= Data-driven testing =

Software testing technique

Data-driven testing (DDT), also known as table-driven testing or parameterized testing, is a software testing technique that uses a table of data that directs test execution by encoding input, expected output and test-environment settings. One advantage of DDT over other testing techniques is relative ease to cover an additional test case for the system under test by adding a line to a table instead of having to modify test source code.

Often, a table provides a complete set of stimulus input and expected outputs in each row of the table. Stimulus input values typically cover values that correspond to boundary or partition input spaces.

DDT involves a framework that executes tests based on input data. The framework is a re-usable test asset that can reduce maintenance of a test codebase. DDT allows for anything that has a potential to change to be segregated from the framework and stored in an external asset. The framework might manage storage of tables and test results in a database such as data pool, DAO and ADO. An advanced framework might harvest data from a running system using a purpose-built tool (sniffer). The DDT framework can play back harvested data for regression testing.

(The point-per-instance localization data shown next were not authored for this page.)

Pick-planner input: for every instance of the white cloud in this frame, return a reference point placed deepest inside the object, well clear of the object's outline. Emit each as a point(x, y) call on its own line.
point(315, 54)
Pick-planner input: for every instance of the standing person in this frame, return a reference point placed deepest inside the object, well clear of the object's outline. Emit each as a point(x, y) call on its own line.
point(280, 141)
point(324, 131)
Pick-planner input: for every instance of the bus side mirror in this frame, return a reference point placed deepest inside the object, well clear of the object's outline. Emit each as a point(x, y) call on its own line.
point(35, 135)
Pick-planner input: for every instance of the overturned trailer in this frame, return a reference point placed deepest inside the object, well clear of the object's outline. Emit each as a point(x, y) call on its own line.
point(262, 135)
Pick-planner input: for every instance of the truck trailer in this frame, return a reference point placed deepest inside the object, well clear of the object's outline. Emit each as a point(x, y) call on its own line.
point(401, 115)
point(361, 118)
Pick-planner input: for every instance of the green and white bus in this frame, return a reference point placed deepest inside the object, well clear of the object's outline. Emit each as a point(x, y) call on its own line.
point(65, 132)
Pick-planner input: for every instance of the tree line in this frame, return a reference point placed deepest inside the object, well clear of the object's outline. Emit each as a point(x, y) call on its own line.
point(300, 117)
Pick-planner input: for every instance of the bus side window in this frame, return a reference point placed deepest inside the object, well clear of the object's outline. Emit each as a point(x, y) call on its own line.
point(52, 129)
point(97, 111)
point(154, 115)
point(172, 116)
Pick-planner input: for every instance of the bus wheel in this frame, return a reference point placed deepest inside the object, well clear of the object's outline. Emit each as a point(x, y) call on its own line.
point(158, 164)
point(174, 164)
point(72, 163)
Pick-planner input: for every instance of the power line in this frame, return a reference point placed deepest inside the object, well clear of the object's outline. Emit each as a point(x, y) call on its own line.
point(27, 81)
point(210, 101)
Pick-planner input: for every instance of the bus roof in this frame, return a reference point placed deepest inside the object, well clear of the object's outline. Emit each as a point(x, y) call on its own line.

Automated test suites contain user interactions through the system's GUI, for repeatable testing. Each test begins with a copy of the "before" image reference database. The "user interactions" are replayed through the "new" GUI version and result in the "post test" database. The reference "post test" database is compared to the "post test" database, using a tool. Differences reveal probable regression. Navigation of the system under test's user interface, reading data sources, and logging test findings may be coded in the table.

Keyword-driven testing is similar except that the logic for the test case itself is encoded as data values in the form of a set of "action words", and not embedded or "hard-coded" in the test script. The script is simply a "driver" (or delivery mechanism) for the data that is held in the data source.